**NOTE:** I did these calculations speculatively, so some errors might have crept in. Please inform of any such errors so I can correct it.

In general in any CNN the maximum time of training goes in the Back-Propagation of errors in the Fully Connected Layer (depends on the image size). Also the maximum memory is also occupied by them. Here is a slide from Stanford about VGG Net parameters:

Clearly you can see the fully connected layers contribute to about 90% of the parameters. So the maximum memory is occupied by them.

As far as training time goes, it somewhat depends on the size (pixels*pixels) of the image being used. In FC layers it is straightforward that the number of derivatives you have to calculate is equal to the number of parameters. As far as the convolutional layer goes, let's see an example,let us take the case of 2nd layer:
It has got 64 filters of $(3*3*3)$ dimensions to be updated. The error is propagated from the 3rd layer. Each channel in the 3rd layer propagates it error to its corresponding $(3*3*3)$ filter. Thus $224*224$ pixels will contribute to about $224*224*(3*3*3)$ weight updations. And since there are $64$ such $224*224$ channels we get the total number of calculations to be performed as $64*224*224*(3*3*3) \approx 87*10^6 $ calculations.

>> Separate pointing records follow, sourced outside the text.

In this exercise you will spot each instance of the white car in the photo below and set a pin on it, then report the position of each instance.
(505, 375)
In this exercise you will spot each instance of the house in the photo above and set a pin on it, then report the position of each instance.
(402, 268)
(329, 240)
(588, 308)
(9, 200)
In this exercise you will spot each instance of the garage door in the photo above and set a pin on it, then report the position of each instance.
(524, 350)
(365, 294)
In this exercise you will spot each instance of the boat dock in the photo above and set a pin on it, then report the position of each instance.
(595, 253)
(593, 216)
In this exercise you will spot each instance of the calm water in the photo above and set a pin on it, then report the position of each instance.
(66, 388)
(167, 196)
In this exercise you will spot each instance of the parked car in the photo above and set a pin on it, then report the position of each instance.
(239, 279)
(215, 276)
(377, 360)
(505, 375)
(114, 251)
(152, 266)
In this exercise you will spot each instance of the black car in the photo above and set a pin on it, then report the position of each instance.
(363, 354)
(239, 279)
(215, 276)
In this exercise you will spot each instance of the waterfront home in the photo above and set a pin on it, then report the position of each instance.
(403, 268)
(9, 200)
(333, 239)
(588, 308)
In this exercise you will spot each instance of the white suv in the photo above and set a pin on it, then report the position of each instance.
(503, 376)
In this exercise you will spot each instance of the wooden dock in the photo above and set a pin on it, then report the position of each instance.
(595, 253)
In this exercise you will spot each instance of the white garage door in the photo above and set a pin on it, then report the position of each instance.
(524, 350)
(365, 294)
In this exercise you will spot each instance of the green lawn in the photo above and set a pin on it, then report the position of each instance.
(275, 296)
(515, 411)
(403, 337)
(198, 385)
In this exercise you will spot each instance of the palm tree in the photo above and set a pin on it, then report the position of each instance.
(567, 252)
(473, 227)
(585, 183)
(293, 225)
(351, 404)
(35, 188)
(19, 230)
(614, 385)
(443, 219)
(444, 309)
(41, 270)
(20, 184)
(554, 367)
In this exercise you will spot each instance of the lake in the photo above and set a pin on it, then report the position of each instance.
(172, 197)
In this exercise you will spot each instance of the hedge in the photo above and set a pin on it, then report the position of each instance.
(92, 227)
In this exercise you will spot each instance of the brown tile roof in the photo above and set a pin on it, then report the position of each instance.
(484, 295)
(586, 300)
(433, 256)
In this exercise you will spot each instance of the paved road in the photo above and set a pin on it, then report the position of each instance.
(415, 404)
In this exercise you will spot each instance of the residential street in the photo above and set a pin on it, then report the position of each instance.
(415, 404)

Now let us take the last layer of $56*56*256$. It will pass it gradients to the previous layer. Each $56*56$ pixel will update a $(3*3*256)$ filter. And since there are 256 such $56*56$ the total calculations required would be $256 * 56 * 56 * (3*3*256) \approx 1850 *10^6$ calculations.

So number of calculations in a convolutional layer really depends on the number of filters and the size of the picture. In general I have used the following formulae to calculate the number of updations required for filters in a layer, also I have considered $stride = 1$ since it will be the worst case:

$channels_{output} * (pixelOutput_{height} * pixelOutput_{width}) * (filter_{height} * filter_{width} * channels_{input})$

Thanks to fast GPU's we are easily able to handle these huge calculations. But in FC layers the entire matrix needs to be loaded which causes memory problems which is generally not the case of convolutional layers, so training of convolutional layers is still easy. Also all these have to be loaded in the GPU memory itself and not the RAM of the CPU.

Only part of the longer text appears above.